Just as the Legislature created a School Safety Allotment to help districts provide for the safety needs of students, the Legislature should create a Mental Health Allotment to help districts support the mental wellness of all students. Districts should have the flexibility to use the funds to target the specific needs of their students and school community, however the strategies should align with best practice school mental health guidance issued by TEA to help districts:

  • Promote a positive school climate;
  • Teach and support skills for social, emotional, and behavioral health;
  • Reduce risk of developing mental health concerns and substance use problems;
  • Intervene early to reduce the severity of mental health and substance use concerns, and;
  • Assist families in accessing services and supports from the community.

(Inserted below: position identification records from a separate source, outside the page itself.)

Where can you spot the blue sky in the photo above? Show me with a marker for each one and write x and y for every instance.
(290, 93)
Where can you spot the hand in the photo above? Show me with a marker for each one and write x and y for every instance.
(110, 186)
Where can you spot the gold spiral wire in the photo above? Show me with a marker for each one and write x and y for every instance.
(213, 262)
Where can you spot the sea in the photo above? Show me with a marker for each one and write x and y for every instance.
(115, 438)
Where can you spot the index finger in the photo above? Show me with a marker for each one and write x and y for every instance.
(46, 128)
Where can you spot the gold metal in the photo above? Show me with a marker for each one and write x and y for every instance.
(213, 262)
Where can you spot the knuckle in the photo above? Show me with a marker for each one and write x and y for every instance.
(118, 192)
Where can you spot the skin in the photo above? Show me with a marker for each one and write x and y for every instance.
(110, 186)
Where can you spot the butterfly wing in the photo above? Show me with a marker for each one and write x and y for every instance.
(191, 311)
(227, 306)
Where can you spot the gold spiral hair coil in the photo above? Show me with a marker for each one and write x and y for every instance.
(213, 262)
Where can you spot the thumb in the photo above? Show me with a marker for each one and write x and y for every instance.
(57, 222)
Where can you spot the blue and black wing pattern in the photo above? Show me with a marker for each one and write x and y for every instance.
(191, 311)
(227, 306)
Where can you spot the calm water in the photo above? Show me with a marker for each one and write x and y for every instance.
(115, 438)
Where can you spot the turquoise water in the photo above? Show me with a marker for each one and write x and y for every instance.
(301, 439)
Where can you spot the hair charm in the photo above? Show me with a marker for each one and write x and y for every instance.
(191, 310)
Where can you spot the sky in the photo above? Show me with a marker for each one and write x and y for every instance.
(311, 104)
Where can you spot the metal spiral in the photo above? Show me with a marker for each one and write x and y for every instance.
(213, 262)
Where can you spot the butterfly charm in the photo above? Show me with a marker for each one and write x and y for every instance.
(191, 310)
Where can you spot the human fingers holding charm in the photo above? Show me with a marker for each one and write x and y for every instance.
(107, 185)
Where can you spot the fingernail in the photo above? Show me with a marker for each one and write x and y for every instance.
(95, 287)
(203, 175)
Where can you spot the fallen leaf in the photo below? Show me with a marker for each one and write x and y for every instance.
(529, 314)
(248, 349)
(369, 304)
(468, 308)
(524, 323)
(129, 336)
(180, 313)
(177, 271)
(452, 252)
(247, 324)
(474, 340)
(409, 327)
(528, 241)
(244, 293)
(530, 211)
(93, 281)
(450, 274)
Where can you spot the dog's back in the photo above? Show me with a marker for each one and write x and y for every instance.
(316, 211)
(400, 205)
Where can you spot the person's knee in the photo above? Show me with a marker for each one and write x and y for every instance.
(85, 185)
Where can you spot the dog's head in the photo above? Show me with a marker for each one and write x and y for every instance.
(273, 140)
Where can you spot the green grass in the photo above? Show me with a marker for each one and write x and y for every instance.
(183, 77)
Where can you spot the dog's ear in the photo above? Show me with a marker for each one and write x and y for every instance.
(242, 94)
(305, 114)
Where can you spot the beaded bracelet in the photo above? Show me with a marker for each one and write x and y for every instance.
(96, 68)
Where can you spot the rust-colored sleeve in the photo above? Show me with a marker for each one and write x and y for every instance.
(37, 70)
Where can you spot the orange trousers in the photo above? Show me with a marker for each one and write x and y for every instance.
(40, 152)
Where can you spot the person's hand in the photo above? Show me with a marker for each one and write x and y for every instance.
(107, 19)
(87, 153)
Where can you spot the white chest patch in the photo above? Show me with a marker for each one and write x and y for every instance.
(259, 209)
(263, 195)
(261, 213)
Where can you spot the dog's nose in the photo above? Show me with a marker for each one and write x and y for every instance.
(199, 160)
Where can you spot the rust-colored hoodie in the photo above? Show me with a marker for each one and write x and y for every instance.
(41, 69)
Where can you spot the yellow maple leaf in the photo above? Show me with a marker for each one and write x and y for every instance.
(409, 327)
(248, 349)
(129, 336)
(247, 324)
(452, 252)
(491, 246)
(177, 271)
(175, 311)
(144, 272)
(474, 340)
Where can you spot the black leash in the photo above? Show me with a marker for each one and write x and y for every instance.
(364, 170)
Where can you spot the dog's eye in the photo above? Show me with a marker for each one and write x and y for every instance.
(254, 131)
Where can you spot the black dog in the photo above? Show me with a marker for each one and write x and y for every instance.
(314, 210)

Another way the Legislature can help is to open up the state’s School Health and Related Services (SHARS) program to allow districts to seek Medicaid reimbursement for health-related services provided to any student who is enrolled in Medicaid. Currently, districts can only bill Medicaid for certain health-related services, but only for students with disabilities who have an individualized special education plan (IEP). Changes to a federal policy in 2014 has allowed for 13 states— such as Florida, Missouri, South Carolina, Louisiana, and Utah, among others — to broaden the scope of services offered in schools, serve more students, and cover costs through a mix of federal and state Medicaid funds. However, Texas has not used this option. Authorizing districts to seek Medicaid reimbursement for mental health services delivered to a Medicaid-enrolled student would better leverage federal funding, improve access to mental health care for students, and provide districts with a reliable and much needed funding stream to provide on-going and in-person support to students. 

We’re encouraged by the level of interest that legislators have shown in student mental health this year. We look forward to working with legislators and our partners in the 2023 legislative session to make sure school districts have the resources they need to support the mental health of all students.